Possiamo perfino raggiungere l’indegnità
di chi il male tentò per noi…Sì, diligite
inimicos vestros, è il comando nuovo
per noi, e noi proprio, e da vittime, possiamo
soccorrerla quella bassezza, aiutarla, iniziando
dal comprenderne le ragioni, ché, il dio ci guarda,
noi quasi mai siamo del tutto ignari e incolpevoli,
del non voluto che pur ci raggiunge...
Come, in concreto? Lo possiamo aggiungendo nella preghiera,
anche le immancabili persone scomode della vita,
e allora attingeremo vero al pool del bene e ci rivestiremo
della volontà di bene nonostante il vissuto,
di cui la fovissa divina è provvida.
Sì, occorre muoversi nel bene,
ritrovare i passi smarriti di tutti quelli della nostra vita,
buoni e malvagi, per sanare, scaldare, vivificare sempre.

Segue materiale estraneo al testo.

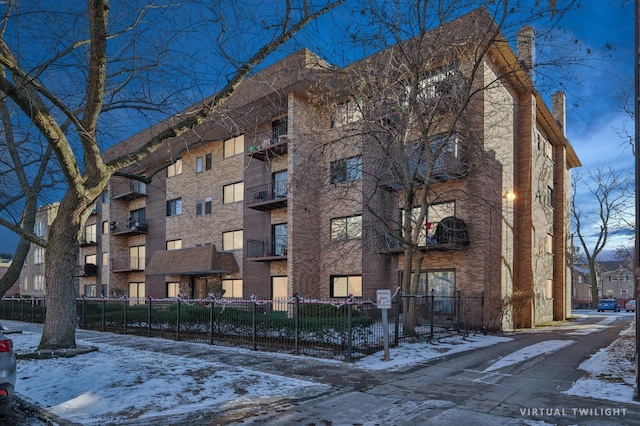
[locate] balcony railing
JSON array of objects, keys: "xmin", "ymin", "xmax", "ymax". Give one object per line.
[
  {"xmin": 380, "ymin": 216, "xmax": 470, "ymax": 253},
  {"xmin": 249, "ymin": 135, "xmax": 289, "ymax": 161},
  {"xmin": 111, "ymin": 256, "xmax": 148, "ymax": 272},
  {"xmin": 109, "ymin": 219, "xmax": 149, "ymax": 236},
  {"xmin": 113, "ymin": 179, "xmax": 147, "ymax": 201},
  {"xmin": 246, "ymin": 236, "xmax": 287, "ymax": 262},
  {"xmin": 245, "ymin": 181, "xmax": 288, "ymax": 210}
]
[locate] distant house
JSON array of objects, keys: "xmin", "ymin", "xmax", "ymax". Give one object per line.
[
  {"xmin": 598, "ymin": 261, "xmax": 634, "ymax": 307},
  {"xmin": 571, "ymin": 265, "xmax": 597, "ymax": 309}
]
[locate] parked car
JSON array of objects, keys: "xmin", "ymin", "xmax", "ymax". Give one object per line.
[
  {"xmin": 624, "ymin": 299, "xmax": 636, "ymax": 312},
  {"xmin": 596, "ymin": 299, "xmax": 620, "ymax": 312},
  {"xmin": 0, "ymin": 332, "xmax": 16, "ymax": 416}
]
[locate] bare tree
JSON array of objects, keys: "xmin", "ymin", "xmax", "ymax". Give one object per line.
[
  {"xmin": 0, "ymin": 0, "xmax": 343, "ymax": 349},
  {"xmin": 571, "ymin": 166, "xmax": 634, "ymax": 306}
]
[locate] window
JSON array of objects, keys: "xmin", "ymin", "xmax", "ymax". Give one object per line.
[
  {"xmin": 129, "ymin": 246, "xmax": 146, "ymax": 271},
  {"xmin": 167, "ymin": 282, "xmax": 180, "ymax": 297},
  {"xmin": 331, "ymin": 275, "xmax": 362, "ymax": 297},
  {"xmin": 273, "ymin": 223, "xmax": 288, "ymax": 256},
  {"xmin": 84, "ymin": 284, "xmax": 98, "ymax": 297},
  {"xmin": 271, "ymin": 117, "xmax": 289, "ymax": 142},
  {"xmin": 273, "ymin": 170, "xmax": 288, "ymax": 198},
  {"xmin": 33, "ymin": 247, "xmax": 44, "ymax": 265},
  {"xmin": 167, "ymin": 240, "xmax": 182, "ymax": 250},
  {"xmin": 33, "ymin": 222, "xmax": 44, "ymax": 237},
  {"xmin": 331, "ymin": 101, "xmax": 362, "ymax": 128},
  {"xmin": 129, "ymin": 283, "xmax": 145, "ymax": 305},
  {"xmin": 331, "ymin": 215, "xmax": 362, "ymax": 241},
  {"xmin": 222, "ymin": 182, "xmax": 244, "ymax": 204},
  {"xmin": 33, "ymin": 274, "xmax": 44, "ymax": 291},
  {"xmin": 222, "ymin": 280, "xmax": 242, "ymax": 299},
  {"xmin": 167, "ymin": 158, "xmax": 182, "ymax": 177},
  {"xmin": 222, "ymin": 229, "xmax": 243, "ymax": 251},
  {"xmin": 545, "ymin": 234, "xmax": 553, "ymax": 254},
  {"xmin": 167, "ymin": 198, "xmax": 182, "ymax": 216},
  {"xmin": 223, "ymin": 135, "xmax": 244, "ymax": 158},
  {"xmin": 330, "ymin": 157, "xmax": 362, "ymax": 184},
  {"xmin": 403, "ymin": 65, "xmax": 456, "ymax": 108},
  {"xmin": 271, "ymin": 277, "xmax": 289, "ymax": 311}
]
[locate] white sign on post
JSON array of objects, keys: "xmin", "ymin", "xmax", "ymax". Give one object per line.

E non deve giudicarci il mondo, questo mondo,
se la nostra ingenuità è tornata inguaribile,
quella di quando bambini eravamo.
I nostri occhi di meraviglia guardavano
a tutti, a tutto, come limpido e degno
per l’anime nostre, candide. Chi ci ha strappato
l’infanzia? Ma ha importanza ormai
se nel pool del bene ci ha fatto cadere?
Sì, ridiventiamo bambini e un po’poeti,
essi incontro vanno al giorno, al sole che pur viene,
cantando ed esultando, cuori sono per il sogno del dio!
Oh, potessi non fermarmi, non restare solo bambino!
Ma sempre più piccolo farmi, come nell’incantesimo
della maga, diventare in “picciola forma”, cosa
che al solo, al fortunato poeta di quella fiaba, possibile fu,
perché la madre cara me e questo piccolo, tenero
amore, rivuole e nel grembo suo, di nuovo frutti agognati,
ché là dove vive, rinascendo,
del sorriso suo, la luce del dio ci inondi!